Its gates were massive, carved with golden sutras. Bells tolled from towers, their iron hum vibrating against his bones. Inside, the air was thick with incense, smoke spiraling into the heavens, yet beneath it lingered the stench of something fouler—blood, ash, and the faint rot of things not entirely human.

Here, monks chanted day and night. Pilgrims knelt until their foreheads bled. Gold gleamed on every temple wall. Yet the blind wanderer felt no peace. Only unease.

He had come here with a purpose:

To seek the smell of beauty, the essence needed to ascend from Stage One to Stage Two. Without it, his path would end in stagnation. But beauty was elusive, and love—even more so. To one who had walked in shadow and deception, the very concept of love was foreign, slippery, impossible to grasp.

And yet… he followed its scent. A faint, unformed thing.

At the central plaza, she appeared.

The monk-woman.

Her robes were black and gray, modest yet flowing, her hair bound simply behind her, strands catching the faint silver of the sun. Tall, serene, her presence stilled the chaos of the crowd. Her eyes were unclouded—too unclouded. Pure, untouched by deceit, yet carrying a sadness deeper than most mortals could bear.
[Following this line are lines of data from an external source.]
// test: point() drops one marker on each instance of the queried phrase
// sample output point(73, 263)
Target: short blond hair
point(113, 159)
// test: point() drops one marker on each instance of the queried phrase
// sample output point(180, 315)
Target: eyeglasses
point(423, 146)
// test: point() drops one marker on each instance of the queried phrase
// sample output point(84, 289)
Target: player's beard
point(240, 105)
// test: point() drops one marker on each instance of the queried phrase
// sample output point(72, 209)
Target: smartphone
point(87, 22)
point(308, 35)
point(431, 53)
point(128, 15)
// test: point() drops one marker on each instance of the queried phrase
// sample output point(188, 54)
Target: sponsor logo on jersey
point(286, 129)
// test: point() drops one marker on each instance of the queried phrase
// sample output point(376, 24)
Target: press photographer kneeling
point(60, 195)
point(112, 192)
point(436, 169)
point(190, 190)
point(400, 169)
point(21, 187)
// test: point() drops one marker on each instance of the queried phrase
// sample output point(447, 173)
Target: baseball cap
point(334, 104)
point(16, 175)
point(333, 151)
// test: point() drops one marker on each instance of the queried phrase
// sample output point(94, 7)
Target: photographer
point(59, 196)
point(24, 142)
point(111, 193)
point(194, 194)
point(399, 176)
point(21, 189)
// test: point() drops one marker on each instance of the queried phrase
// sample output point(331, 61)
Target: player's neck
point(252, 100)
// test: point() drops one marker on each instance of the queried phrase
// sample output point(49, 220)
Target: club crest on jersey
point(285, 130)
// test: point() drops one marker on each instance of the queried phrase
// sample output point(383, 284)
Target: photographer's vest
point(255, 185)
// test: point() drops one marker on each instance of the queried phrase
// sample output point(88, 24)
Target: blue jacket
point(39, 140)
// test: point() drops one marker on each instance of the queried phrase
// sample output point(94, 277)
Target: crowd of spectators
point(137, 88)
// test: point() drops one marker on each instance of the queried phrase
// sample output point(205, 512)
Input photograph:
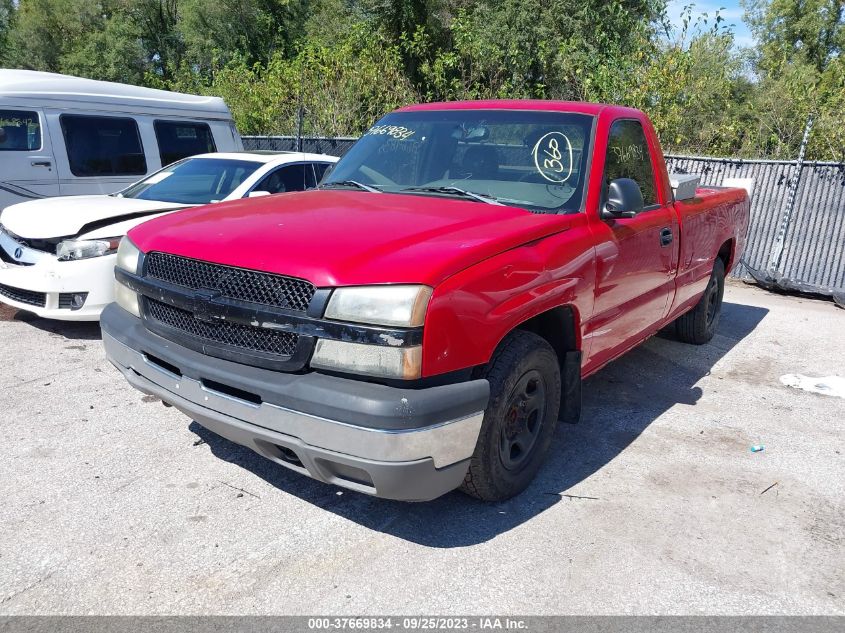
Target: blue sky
point(732, 13)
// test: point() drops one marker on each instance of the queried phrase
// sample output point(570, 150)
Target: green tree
point(7, 12)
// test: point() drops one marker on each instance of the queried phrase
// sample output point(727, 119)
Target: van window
point(628, 156)
point(181, 139)
point(194, 181)
point(103, 146)
point(20, 131)
point(290, 178)
point(320, 169)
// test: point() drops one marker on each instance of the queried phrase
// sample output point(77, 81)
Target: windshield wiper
point(350, 183)
point(455, 191)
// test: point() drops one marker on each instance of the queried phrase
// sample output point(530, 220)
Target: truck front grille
point(38, 299)
point(235, 283)
point(233, 335)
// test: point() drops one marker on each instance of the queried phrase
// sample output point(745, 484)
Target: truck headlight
point(368, 360)
point(398, 306)
point(128, 259)
point(69, 250)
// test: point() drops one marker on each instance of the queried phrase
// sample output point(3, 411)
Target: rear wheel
point(699, 324)
point(520, 419)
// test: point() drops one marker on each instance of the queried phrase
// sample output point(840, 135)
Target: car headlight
point(69, 250)
point(398, 306)
point(128, 259)
point(128, 256)
point(368, 360)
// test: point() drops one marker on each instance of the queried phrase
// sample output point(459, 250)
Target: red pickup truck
point(422, 320)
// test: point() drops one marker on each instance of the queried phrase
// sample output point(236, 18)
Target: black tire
point(699, 324)
point(520, 419)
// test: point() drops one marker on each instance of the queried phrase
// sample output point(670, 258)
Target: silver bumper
point(446, 443)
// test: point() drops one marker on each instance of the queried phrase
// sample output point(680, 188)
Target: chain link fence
point(796, 240)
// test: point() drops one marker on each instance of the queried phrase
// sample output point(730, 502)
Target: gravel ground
point(113, 504)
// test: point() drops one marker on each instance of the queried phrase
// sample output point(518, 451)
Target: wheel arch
point(560, 327)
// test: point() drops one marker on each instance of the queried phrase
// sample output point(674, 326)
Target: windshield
point(193, 181)
point(530, 159)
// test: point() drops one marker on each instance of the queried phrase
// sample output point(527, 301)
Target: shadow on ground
point(620, 402)
point(72, 330)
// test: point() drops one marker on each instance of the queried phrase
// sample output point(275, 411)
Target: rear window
point(103, 146)
point(20, 131)
point(181, 139)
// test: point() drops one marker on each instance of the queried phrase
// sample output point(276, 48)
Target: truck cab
point(423, 319)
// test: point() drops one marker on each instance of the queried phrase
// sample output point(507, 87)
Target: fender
point(472, 311)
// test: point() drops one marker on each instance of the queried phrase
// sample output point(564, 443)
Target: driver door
point(27, 169)
point(636, 256)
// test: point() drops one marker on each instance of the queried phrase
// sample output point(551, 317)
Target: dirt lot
point(654, 503)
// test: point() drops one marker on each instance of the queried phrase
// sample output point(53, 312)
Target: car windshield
point(530, 159)
point(193, 181)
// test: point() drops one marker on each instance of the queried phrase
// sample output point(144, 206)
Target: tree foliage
point(345, 62)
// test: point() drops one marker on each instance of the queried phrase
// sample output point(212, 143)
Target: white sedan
point(57, 255)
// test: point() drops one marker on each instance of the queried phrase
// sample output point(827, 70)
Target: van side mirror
point(624, 199)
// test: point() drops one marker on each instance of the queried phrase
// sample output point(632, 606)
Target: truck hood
point(338, 237)
point(71, 215)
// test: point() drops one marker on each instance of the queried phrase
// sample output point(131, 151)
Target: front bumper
point(408, 444)
point(48, 283)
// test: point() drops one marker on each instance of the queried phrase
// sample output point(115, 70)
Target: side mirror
point(624, 199)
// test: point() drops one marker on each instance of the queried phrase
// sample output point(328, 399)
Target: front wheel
point(699, 324)
point(520, 419)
When she prayed, even the broken statues seemed to bow.

The blind wanderer did not know her name. But something in her presence made his chest tighten. Not warmth, not desire—something stranger. Something that pressed against the wall he had built around himself.

He turned away before she could notice him.

But it was already too late.

That night, the city changed.

The bells tolled out of rhythm. Chanting faltered.

And from the shadows of the grand temple, something stirred. A low growl, not animal nor man, rolled through the alleys.

The blind wanderer knew what it was: the first of the city's buried monsters, an ancient hunger bound beneath golden shrines.

And by cruel coincidence—or fate—the monk-woman was there too, walking the night streets, alone.

That is how their paths crossed.

Not in prayer.

Not in peace.

But in blood, shadow, and the stirrings of a nightmare.